Nicolas Hulot, ein in Frankreich sehr bekannter Umweltschützer hat eingewilligt, im Kabinett des neuen Präsidenten Emmanuel Macron das Umwelt- und Energieministerium zu leiten. Diese Nachricht sorgte selbst in Frankreich für Überraschung, da Macron nicht der erste war, der Hulot diesen Posten angeboten hatte - zuvor hatte dies schon Jacques Chirac versucht, allerdings ohne Erfolg.

Mit dieser Personalie setze Macron ein klares Signal, dass das bereits bestehende Energiewendegesetz in die Tat umgesetzt und der Atomanteil von 75 auf 50 Prozent am Strommix reduziert und durch erneuerbare Energien ersetzt werde, meint das Solar-Portal Photovoltaik.eu.

Umweltminister: Atomausstieg als „mittelfristiges Ziel"

Nicolas Hulot, der unter anderem Umweltverbände gegründet und aufgebaut hat, hatte im März den Ausstieg aus der Atomkraft als "mittelfristiges Ziel" genannt, berichtet das Fachportal IWR.

Während die Ernennung Hulots bei den Befürwortern der französischen Energiewende gut ankommt, bekamen einige Aktionäre des französischen Atomkonzerns EDF kalte Füße.

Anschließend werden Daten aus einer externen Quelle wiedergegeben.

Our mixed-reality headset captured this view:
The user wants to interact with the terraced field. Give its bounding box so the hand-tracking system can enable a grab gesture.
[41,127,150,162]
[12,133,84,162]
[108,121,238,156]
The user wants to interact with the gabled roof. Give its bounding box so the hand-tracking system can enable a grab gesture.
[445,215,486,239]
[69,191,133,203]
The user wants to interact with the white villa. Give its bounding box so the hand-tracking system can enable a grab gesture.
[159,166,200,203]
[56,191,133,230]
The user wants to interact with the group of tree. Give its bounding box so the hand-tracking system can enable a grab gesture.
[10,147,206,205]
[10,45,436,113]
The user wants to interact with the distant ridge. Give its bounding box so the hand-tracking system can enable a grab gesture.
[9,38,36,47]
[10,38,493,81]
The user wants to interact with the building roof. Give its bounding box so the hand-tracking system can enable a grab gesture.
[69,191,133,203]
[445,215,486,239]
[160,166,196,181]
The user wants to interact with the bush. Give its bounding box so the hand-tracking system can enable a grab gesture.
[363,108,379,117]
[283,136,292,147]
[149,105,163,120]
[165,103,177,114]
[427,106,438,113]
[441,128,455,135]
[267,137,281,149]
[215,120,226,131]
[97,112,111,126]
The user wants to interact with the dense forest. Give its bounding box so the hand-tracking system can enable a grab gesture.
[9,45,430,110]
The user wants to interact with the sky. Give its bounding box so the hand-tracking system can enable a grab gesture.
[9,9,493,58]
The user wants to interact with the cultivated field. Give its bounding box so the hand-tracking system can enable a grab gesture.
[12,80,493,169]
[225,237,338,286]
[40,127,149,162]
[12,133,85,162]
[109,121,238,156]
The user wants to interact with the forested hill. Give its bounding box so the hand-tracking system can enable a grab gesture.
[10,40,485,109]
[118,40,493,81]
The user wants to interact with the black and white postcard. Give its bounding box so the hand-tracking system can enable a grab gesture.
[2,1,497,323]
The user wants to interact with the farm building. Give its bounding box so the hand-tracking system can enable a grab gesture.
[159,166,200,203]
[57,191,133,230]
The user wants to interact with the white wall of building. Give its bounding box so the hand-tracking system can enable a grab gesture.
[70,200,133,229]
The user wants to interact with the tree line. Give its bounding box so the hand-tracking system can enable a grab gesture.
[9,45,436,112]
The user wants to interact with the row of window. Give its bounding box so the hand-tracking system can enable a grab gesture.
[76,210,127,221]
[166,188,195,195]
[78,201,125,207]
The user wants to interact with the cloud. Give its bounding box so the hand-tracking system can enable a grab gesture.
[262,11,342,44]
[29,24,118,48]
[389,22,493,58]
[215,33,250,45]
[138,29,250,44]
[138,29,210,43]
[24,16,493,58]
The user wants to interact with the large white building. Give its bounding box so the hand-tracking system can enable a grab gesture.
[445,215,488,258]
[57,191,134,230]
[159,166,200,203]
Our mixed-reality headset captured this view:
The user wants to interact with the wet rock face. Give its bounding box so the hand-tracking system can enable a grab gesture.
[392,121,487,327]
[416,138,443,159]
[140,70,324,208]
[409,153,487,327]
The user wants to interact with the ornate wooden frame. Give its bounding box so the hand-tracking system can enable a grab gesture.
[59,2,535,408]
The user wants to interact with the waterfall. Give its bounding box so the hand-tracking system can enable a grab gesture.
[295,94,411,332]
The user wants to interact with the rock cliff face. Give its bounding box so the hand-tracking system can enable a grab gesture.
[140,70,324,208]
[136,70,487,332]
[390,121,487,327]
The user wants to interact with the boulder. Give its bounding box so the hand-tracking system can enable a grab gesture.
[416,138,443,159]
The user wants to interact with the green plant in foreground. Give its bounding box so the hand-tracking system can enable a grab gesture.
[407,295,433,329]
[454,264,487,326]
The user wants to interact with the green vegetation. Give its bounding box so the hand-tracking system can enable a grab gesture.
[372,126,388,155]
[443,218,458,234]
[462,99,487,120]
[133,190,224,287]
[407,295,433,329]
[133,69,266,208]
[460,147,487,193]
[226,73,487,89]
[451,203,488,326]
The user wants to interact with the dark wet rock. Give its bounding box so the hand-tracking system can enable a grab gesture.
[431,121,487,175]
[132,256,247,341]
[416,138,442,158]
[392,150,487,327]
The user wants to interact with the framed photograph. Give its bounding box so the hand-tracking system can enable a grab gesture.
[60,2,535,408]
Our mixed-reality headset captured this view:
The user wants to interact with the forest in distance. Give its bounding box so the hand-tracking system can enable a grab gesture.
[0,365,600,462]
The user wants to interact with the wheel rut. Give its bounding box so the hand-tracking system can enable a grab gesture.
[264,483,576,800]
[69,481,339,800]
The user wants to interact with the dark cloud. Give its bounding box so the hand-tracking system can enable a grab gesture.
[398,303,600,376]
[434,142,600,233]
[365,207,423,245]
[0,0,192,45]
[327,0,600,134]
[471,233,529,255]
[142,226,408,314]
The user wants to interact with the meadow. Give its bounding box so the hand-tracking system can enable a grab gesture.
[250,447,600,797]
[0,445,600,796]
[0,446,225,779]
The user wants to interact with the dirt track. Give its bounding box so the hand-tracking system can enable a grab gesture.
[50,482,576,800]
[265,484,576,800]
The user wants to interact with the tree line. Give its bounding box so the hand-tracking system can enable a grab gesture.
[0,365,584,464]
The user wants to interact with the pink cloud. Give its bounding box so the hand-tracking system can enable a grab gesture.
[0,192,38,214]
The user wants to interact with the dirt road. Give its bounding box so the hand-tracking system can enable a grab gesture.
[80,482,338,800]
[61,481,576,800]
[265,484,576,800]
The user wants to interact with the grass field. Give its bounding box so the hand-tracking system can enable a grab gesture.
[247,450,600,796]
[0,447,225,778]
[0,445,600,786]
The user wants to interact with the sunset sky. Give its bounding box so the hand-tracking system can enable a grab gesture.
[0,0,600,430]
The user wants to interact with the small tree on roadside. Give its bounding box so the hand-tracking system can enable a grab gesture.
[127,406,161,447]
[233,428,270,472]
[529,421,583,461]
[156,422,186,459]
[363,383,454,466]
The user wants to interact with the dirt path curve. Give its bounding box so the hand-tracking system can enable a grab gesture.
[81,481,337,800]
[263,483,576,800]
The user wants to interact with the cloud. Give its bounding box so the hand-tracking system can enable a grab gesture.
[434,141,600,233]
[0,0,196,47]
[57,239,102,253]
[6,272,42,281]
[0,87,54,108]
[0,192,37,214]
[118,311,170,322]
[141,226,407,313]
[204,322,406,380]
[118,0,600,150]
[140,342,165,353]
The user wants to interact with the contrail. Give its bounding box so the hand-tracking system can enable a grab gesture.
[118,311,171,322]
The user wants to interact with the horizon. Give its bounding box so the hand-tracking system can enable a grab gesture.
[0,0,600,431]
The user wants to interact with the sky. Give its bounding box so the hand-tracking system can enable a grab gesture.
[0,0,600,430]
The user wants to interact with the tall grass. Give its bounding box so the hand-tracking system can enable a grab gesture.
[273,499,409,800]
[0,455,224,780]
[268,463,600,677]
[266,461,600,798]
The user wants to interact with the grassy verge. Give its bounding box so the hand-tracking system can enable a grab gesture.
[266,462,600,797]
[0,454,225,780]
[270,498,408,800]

Die EDF-Aktie gab am Mittwoch um 6,6 Prozent an Wert nach, obwohl die EDF-Aktien zu rund 83 Prozent dem französischen Staat gehören.

Der Atomkonzern betreibt – laut IWR - derzeit 58 Atomkraft-Reaktoren in Frankreich und würde durch die Pläne Hulots zum schnelleren Rückzug aus der Atomenergie leiden. Der EDF hatte sich Hoffnungen gemacht, dass Macron den Zeitplan für die Reduktion des Atomstromanteils in Frankreich von 75 auf 50 Prozent aufweichen werde.